室内動物 連鎖反応

北京は今日もすばらしい晴天です。
昨日は午前中、しばらく淀んでいましたが、
昼過ぎに風が吹き出して、たちまちまた遥か
30キロ先まで眺められる良い天気になりました。
気分の爽やかなこと。
土曜日の今日も昨日以上に澄んだ青空。
12日は偶数の日なので、今日も朝から結婚式の爆竹が
鳴り響いていました。


せっかくの行楽日和ですが、あいにく仕事がたまっているため、
今日も明日も家の中に閉じこもってのパソコン作業になります。
15Fの自宅窓からの眺めを楽しむことにしました。


さて、連鎖反応の話です。
同僚がある日、「家を売りたい」と言い出しました。
4年前に結婚したばかりで、家もそれに合わせて購入したばかりの
110平米の広い住居でした。
内装も満足しているし、家具もすべて新調の申し分ない家のはずでした。
「何故そのようなことに?」
「だって、出張で留守にしていた間に、
 またも床が漏れた水で水浸しになり、
 おかげで、フローリングをすべて剥ぎ取り、敷き直しよ。
 水にやられたのはこれで2回目。
 しかも同じ階のほかの家も程度の差があるが、
 どの家も水浸しになった体験がある」。
家を売りたいと思っているのは、同僚だけでなく、
近所の人たちもみなそのようです。


最も「家を売る」というのは、
売って新しい家を購入するという買い替えのことです。
買った時は平米あたり5500元ほどだったが、
今は11000元にまで値上がりしました。
内装の費用を引いても、良い投資だったと言えます。
さすがに買った時、不動産デベロッパーからは
「1階なので、浸水しやすいけど」とも言われたことがなく、
まったく心の準備がなかったところへの不意打ちでした。


「今度は床をすべてタイルに変えて敷き直す。
 きれいに整理したところで、
 売りに出す」と同僚は言います。
もちろん、買いたい人に対して、
「浸水しやすい難所があるが」ということは絶対に口にしない。
ただ、今の様子では、おそらくいつかまたやられるのが
確実と言えます。


同僚も被害者です。
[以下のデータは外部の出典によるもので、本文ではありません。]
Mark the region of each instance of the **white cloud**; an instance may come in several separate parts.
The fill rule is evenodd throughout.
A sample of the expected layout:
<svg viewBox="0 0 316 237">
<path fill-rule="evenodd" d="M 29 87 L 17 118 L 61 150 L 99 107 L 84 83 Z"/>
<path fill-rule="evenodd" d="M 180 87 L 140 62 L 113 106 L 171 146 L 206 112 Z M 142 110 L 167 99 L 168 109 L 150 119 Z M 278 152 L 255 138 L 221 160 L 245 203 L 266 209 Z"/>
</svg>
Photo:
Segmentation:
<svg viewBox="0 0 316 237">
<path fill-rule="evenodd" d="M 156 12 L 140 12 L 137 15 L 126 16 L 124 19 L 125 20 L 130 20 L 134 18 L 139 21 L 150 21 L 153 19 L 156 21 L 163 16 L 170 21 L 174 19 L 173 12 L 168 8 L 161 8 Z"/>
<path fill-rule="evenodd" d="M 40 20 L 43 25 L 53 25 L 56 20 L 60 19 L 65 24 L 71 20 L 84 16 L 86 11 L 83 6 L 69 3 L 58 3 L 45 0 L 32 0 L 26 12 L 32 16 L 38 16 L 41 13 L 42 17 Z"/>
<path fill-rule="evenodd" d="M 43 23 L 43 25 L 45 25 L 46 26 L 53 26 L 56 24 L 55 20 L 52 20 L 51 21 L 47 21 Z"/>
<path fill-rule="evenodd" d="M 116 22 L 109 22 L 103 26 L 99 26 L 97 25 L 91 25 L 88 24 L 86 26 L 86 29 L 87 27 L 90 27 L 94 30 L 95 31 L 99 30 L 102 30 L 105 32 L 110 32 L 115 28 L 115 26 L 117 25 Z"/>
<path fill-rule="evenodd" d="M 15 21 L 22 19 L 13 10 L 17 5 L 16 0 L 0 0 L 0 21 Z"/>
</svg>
もし私だったら、同じ行動をとるに違いありません。
ただし、この中で、永遠に誰かが被害者かその身代わりに
ならないと終わらない話になります。
子供の時のことを思い出しました。
大人たちは、子供が水辺に行くと危ないので繰り返して言いました。
「おぼれて死んだ人は自分の身代わりの人が見つかるまで
 往生できないので、悔しくていつも人を引っ張り込んで
 溺れさせようとしている。だから水辺で遊ぶのは怖いよ」、でした。


こういう連鎖反応を作り出した根源が一番悪いと思いますけど、
それと正面切って戦う勇気と力はたやすく生まれるものではない。


もちろん、良い連鎖のケースもあります。
従兄の奥さんに聞いた話です。
「家族で日本を旅行した時、知らない人に
 道を聞いたら、わざわざバスに一緒に乗ってくれて、
 目的地まで連れていってくれた。
 帰国の飛行機で一人旅で中国に来た日本人青年と
 出会った。日本で親切にしてもらって、
 どんなに助かったかということを思い出して、
 心細そうなその青年を我が家に来てもらって、
 泊めてあげました」。


後者のような連鎖ばかりだと、どんなに素敵な世界になるかと思っています。
ただし、そうは言いながら、
ネットショップで良さそうなCDを買って、
聞くと、イメージした音楽とまるで違う曲ばかりだった私も
「まだ真新しいこのCD、誰かに売りたい」と思っている今日この頃です。